Zaak 04/5339 ZW, aangevallen uitspraak 3, 04/350, besluit 3
Bij besluit van 2 oktober 2003 heeft het Uwv de eerste dag van arbeidsongeschiktheid van appellant in de zin van de ZW vastgesteld op 18 april 2003 en hem met ingang van die datum ziekengeld toegekend. Bij separate brief van 2 oktober 2003 heeft het Uwv appellant medegedeeld dat hij sedert 18 april 2003 een ZW-uitkering ontvangt en dat het Uwv van de gemeente Sittard-Geleen een opgave heeft ontvangen van aan appellant reeds uitgekeerde uitkering op grond van de Algemene bijstandswet over de periode van
18 april 2003 tot en met 30 september 2003 ter verrekening met de ZW-uitkering. Het Uwv stelt verplicht te zijn een deel van zijn uitkering in te houden en rechtstreeks te betalen aan de gemeente Sittard-Geleen, nu deze gemeente het Uwv opdracht heeft gegeven om een bedrag van € 3.158,29 op de uitkering in te houden en rechtstreeks aan de gemeente te betalen. Het Uwv zegt appellant toe het resterende bedrag ad € 1.147,80 zo spoedig mogelijk aan hem over te maken.

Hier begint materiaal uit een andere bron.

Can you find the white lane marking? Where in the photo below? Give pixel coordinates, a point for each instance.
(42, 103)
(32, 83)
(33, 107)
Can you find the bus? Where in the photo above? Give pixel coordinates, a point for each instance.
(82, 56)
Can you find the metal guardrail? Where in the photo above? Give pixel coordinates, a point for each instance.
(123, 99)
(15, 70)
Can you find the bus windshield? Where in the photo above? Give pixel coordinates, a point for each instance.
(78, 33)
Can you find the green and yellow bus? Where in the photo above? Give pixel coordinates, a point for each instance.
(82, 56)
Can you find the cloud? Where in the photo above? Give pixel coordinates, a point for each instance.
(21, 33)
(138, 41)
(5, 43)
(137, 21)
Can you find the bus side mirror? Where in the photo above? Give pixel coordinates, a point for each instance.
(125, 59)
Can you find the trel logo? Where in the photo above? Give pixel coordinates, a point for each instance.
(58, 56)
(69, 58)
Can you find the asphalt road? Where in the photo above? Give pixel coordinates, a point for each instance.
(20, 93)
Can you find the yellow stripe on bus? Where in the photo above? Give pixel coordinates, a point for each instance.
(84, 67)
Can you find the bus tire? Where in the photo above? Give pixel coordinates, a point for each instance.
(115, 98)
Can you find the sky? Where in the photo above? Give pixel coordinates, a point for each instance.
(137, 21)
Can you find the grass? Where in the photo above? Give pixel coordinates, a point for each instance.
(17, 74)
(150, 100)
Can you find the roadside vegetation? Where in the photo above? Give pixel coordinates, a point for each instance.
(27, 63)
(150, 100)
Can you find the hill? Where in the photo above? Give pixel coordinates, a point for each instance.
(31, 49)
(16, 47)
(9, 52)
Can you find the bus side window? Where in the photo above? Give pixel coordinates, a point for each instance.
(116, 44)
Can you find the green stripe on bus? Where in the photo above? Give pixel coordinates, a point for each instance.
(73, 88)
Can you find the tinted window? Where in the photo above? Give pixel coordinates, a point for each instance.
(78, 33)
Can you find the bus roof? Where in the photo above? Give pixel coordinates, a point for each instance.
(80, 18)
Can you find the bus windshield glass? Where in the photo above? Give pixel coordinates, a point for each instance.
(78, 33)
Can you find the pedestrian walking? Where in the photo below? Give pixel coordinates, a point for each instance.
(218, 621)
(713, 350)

Bij besluit 3 heeft het Uwv het bezwaar van appellant tegen het schrijven van 2 oktober 2003 niet-ontvankelijk verklaard omdat dit schrijven geen besluit in de zin van de Algemene wet bestuursrecht (Awb) inhield, maar een puur feitelijke mededeling betreffende verrekening betrof. De rechtbank heeft bij aangevallen uitspraak 3 het beroep van appellant tegen besluit 3 ongegrond verklaard en daartoe het standpunt van het Uwv dat er geen sprake was van een op publiekrechtelijk rechtsgevolg gericht besluit in de zin van de Awb onderschreven.

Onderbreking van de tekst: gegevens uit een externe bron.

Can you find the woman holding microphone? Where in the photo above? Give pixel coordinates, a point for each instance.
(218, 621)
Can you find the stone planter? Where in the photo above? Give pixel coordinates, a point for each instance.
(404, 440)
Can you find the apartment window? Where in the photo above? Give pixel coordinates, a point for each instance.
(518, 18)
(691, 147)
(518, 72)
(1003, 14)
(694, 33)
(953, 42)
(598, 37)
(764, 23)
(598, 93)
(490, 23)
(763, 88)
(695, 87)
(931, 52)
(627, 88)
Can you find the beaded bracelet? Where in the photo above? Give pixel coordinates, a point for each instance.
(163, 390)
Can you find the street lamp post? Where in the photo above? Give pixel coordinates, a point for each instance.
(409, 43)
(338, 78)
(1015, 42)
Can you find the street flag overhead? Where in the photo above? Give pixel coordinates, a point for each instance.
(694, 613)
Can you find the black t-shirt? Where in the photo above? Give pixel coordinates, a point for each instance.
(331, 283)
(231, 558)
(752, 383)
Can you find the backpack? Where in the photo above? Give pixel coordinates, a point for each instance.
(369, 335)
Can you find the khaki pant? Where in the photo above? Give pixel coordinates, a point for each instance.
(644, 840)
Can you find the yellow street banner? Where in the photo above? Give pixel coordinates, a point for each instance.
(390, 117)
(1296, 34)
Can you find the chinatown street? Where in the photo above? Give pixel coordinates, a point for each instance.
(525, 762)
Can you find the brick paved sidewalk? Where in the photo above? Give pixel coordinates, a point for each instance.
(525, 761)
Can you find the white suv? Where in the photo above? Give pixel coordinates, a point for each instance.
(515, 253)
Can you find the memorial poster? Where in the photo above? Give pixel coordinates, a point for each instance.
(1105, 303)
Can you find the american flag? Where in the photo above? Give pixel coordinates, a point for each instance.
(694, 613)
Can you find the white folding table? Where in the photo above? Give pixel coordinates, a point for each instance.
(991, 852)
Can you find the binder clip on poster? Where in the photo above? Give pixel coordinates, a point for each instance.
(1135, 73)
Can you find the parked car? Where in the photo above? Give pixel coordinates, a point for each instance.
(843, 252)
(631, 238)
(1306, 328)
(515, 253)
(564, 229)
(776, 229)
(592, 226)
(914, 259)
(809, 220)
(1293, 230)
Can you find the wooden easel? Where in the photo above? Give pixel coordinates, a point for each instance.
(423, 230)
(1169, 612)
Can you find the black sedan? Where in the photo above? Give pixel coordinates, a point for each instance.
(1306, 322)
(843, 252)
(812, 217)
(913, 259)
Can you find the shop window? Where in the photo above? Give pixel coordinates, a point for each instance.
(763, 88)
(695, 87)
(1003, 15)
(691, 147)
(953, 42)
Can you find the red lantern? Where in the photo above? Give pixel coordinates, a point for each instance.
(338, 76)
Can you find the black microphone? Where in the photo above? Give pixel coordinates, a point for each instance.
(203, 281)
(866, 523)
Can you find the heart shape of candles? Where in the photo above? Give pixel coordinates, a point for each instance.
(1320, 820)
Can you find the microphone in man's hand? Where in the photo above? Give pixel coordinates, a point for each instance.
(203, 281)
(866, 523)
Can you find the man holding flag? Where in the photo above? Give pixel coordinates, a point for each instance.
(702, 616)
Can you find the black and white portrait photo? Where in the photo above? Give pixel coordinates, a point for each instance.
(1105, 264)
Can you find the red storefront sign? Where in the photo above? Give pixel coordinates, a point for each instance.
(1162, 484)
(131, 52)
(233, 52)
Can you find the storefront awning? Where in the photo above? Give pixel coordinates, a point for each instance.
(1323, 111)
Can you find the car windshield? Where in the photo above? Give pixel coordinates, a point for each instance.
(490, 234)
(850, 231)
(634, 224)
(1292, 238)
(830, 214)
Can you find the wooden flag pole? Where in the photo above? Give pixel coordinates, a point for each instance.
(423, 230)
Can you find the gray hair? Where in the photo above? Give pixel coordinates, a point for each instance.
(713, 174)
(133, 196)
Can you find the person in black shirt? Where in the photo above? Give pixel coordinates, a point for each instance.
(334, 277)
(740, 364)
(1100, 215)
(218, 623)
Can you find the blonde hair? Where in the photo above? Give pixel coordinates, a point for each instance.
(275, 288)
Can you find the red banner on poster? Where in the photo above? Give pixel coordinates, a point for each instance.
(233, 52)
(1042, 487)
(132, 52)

Anders dan de rechtbank is de Raad van oordeel dat de brief van 2 oktober 2003 een op rechtsgevolg gericht verrekeningsbesluit is in de zin van artikel 1:3, eerste lid, van de Awb, waartegen beroep openstaat ingevolge artikel 8:1 van de Awb en, ingevolge artikel 7:1 van de Awb, bezwaar. De Raad verwijst naar zijn vaste rechtspraak terzake, onder meer de uitspraak van 3 maart 2006, LJN: AV4212. Het bezwaar is dan ook ten onrechte niet-ontvankelijk verklaard. Besluit 3 komt in aanmerking voor vernietiging. Hetzelfde geldt voor aangevallen uitspraak 3.
De Raad acht termen aanwezig om op grond van artikel 8:75 van de Awb het Uwv te veroordelen in de proceskosten van appellant in het beroep tegen besluit 3 en in het hoger beroep tegen aangevallen uitspraak 3. Deze kosten worden begroot op € 644,- voor verleende rechtsbijstand in eerste aanleg en op € 322,- voor verleende rechtsbijstand in hoger beroep.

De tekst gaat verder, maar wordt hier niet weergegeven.